Select a source table.
Join tables to the initial table as needed.
Define queries that group columns and aggregate numeric values, again as needed.
For jobs that do not include queries, use rules to filter unwanted rows from the target. (Queries require all rows.)
For join-only jobs, select, arrange, and rename target columns.
For join-only jobs, apply Hive SQL expressions in new or existing target columns.
Sort target rows based on specified target columns.

Example

Follow these steps to use the Query or Join Data In Hadoop directive.

In the SAS Data Loader directives page, click Query or Join Data in Hadoop.
In the Query task, click the browse icon .
In the Select a Table window, scroll through the Location list and click a schema. Then click a source table in the Table list, and then click OK.
If your job includes no joins, click Next to open the Summarize Rows task.
To join your source table with other tables, click Add Join, and then click Next.
In the Join row, click the browse icon and select the table for the join.
As needed, click the Join field and select a join type other than the default join type Inner.

Inner

The inner join finds matching values in the join-on columns and writes one row to the target.

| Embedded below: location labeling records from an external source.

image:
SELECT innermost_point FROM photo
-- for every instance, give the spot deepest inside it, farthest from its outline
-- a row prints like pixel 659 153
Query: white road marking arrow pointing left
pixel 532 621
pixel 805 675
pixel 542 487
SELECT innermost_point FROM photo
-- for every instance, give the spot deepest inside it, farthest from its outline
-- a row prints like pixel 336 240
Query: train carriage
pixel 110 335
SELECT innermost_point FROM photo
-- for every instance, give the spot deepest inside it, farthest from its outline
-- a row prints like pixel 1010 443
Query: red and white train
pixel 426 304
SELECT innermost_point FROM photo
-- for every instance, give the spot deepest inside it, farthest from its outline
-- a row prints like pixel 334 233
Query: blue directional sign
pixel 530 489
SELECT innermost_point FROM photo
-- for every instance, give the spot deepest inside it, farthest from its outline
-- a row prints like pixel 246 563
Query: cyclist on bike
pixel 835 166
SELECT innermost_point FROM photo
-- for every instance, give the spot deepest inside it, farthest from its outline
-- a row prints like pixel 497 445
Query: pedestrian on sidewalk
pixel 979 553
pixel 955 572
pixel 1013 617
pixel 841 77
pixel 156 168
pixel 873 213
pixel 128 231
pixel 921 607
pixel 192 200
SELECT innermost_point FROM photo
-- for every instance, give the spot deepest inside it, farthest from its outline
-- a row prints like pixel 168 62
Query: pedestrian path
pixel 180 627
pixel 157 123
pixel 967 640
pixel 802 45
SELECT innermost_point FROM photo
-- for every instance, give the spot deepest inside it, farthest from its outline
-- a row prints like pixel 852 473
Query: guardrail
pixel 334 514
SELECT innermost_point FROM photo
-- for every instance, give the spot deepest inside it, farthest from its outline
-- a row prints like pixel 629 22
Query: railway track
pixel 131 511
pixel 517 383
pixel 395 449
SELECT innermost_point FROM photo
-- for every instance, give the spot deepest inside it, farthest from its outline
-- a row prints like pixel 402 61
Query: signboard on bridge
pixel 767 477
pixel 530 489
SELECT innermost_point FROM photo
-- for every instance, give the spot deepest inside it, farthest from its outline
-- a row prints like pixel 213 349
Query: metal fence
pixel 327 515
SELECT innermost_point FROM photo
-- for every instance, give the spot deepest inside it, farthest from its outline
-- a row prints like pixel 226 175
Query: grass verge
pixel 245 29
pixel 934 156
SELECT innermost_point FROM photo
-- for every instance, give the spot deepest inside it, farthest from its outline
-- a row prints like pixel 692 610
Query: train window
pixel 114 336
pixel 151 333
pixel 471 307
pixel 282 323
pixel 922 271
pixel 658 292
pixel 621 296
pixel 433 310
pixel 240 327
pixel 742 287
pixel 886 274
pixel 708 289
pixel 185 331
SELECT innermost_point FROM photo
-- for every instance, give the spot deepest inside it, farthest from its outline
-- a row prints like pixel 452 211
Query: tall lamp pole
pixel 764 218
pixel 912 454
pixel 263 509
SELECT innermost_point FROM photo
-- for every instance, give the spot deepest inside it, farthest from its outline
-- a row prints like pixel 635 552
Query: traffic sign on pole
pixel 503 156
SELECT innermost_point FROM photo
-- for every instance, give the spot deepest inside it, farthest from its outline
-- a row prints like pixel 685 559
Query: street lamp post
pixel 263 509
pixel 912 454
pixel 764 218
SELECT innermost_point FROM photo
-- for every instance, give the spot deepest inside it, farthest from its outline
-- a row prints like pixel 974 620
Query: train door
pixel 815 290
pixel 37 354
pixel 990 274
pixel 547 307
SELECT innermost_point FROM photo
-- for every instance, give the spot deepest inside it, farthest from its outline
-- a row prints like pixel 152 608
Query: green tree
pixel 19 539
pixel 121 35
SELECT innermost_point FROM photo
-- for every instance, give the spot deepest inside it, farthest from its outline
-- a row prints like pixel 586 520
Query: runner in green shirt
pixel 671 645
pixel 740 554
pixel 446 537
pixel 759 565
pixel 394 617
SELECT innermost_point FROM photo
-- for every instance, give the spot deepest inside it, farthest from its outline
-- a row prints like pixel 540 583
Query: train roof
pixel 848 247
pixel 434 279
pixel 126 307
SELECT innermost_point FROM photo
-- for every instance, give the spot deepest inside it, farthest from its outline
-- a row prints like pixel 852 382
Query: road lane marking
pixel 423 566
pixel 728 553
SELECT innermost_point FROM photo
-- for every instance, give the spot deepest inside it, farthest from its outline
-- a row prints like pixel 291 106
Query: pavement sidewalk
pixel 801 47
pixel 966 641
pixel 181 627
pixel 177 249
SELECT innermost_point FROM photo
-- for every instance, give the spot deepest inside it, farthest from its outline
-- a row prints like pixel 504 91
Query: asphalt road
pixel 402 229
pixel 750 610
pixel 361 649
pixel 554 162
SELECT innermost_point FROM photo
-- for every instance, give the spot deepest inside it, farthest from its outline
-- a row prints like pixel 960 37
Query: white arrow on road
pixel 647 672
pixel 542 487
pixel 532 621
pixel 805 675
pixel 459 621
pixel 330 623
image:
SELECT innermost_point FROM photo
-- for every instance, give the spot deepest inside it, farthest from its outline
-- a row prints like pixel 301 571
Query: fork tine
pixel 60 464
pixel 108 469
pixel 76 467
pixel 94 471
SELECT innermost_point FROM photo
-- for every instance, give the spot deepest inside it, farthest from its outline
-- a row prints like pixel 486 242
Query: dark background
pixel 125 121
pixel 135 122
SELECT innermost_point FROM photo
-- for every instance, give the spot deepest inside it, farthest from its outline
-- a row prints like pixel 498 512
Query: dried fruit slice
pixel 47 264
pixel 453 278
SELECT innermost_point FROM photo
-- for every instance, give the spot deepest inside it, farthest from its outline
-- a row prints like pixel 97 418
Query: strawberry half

The target row contains all columns from both source tables. A row from either source table is not written to the target if it contains a null value in the join-on column. A row is also not written to the target if the value in the join-on column does not match a value in the join-on column in the other source table.

Left

The left or left-full join writes to the target all rows from the left table of the join statement. If a match does not exist between the join-on columns, null values are written to the target for the columns of the right table in the join.

Right

The right or right-full join reverses the definition of the left join. All rows from the right table appear in the target. If no values match between the join-on columns, then null values are written to the target for the columns of the table on the left side of the join statement.

Full

The full join combines the left and right joins. If a match exists between the join-on columns, then a single row is written to the target to represent those two source rows. If the left or right table has a value in the join-on column that does not match, then the data for that row is written to the target. Null values are written into the columns from the other source table.
In the Join-on row, click the left join-on column and select a replacement for the default column, as needed.

Note: The left and right designations in the join-on statement define the output that is generated by the available left join and right join.
Click the right join-on column to select a replacement for the column, as needed.
To add more join columns, click the Add icon at the end of the Join-on row. When you add a second pair of join-on columns, a match between the source tables consists of a match in the first pair of join-on values and a match between the second pair of join-on values.
To join a third table to the joined table that unites the two source tables, click Add join.
Click Next and wait a moment while the application assembles in memory the names of the joined columns.
In the Summarize Rows task, if you do not need to summarize, click Next.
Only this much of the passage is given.